Our Voices

RFK Human Rights Submits Petition to the UNWGAD on Behalf of Mr. Ouro-Gouni Motala of Togo

RFK Human Rights submitted a petition to the United Nations Working Group on Arbitrary Detention (UNWGAD) on behalf of Ouro-Gouni Motala, a Togolese metalsmith who was arbitrarily detained in a discriminatory wave of arrests by the Togolese authorities targeting members of the Kotokoli ethnic group. 

Mr. Ouro-Gouni was first arrested in late 2019 in the midst of a protracted political and social crisis in Togo. Starting in 2017, a coalition of opposition parties organized mass peaceful demonstrations against the five-decade rule of the Gnassingbé dynasty. Hundreds of thousands of Togolese joined the protests to condemn the government’s repression and call for better representation. One of the political parties in the coalition, the Pan-African National Party, is associated with the Kotokoli ethnic group. In response, the government resorted to mass arrests and arbitrary detention, targeting those who belonged to the Kotokoli ethnic group.

Mr. Ouro-Gouni was one of the Kotokoli people arbitrarily detained by the government as part of the mass arrests that followed the protests. Although Mr. Ouro-Gouni never joined a political party or engaged in any demonstrations, police officers arrived at his workplace in the city of Sokodé in central Togo and forcefully handcuffed and arrested him without producing a warrant. They took him to his home and confiscated many of his personal belongings before detaining him at the infamous Lomé Civil Prison. Mr. Ouro-Gouni remained in arbitrary detention for two years before being brought to Lomé Court of First Instance. During his court appearance, the Judge questioned him about the protests and some political activities. To date, more than four years after he was arrested in 2019, Mr. Ouro-Gouni has not received a charge sheet and has not been formally arraigned. 

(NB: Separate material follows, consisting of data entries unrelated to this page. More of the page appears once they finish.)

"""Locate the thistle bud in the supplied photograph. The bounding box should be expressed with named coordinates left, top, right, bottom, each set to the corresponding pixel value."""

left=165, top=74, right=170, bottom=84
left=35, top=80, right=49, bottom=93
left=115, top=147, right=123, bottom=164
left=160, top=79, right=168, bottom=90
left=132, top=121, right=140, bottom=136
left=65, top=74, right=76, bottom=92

“Mr. Ouro-Gouni has been unjustly detained for more than four years, during which his last child was born and his wife sadly died,” said Ikechukwu Uzoma, staff attorney at Robert F. Kennedy Human Rights. “We urge the UNWGAD to urgently determine the petition and strongly call on the government of Togo to release him immediately and accord him the right to compensation,” he added.

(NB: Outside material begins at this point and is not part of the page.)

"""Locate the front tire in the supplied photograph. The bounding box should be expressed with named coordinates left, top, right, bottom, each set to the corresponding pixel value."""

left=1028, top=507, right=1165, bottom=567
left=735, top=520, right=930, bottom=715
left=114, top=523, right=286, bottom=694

The petition submitted to the UNWGAD establishes that there is no legal basis for Togolese authorities to detain Mr. Ouro-Gouni and that his fair trial rights have been violated. It also demonstrates that Mr.Ouro-Gouni was targeted on the basis of his ethnicity, and supposedly in reprisal for the exercise of his fundamental rights of association and expression based on the discriminatory linkage between all Kotokoli individuals and the political opposition.

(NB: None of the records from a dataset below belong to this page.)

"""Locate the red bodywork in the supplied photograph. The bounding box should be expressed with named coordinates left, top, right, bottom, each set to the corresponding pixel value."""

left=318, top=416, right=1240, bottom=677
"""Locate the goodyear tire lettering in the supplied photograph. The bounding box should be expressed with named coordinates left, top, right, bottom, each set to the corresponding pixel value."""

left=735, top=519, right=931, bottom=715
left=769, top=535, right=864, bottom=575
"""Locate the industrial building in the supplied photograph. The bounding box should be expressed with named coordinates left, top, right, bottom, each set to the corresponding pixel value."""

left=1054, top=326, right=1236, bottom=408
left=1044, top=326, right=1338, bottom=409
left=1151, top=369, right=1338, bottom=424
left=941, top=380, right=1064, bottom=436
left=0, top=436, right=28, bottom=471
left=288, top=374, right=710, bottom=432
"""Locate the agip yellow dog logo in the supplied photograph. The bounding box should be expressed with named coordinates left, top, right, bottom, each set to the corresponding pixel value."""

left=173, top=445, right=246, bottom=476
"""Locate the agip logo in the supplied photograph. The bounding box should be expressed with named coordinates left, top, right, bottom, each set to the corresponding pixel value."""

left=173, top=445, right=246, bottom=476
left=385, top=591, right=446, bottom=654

Human rights and civic space have continued to deteriorate in Togo as the government repressed opposition to the controversial constitutional amendment adopted last year. The amendment transferred executive power to the new position of President of the Council of Ministers, which is not subject to term limits. This leaves a path for President Faure Gnassingbé to indefinitely continue his family’s 58-year rule in Togo, without any direct input from Togolese citizens.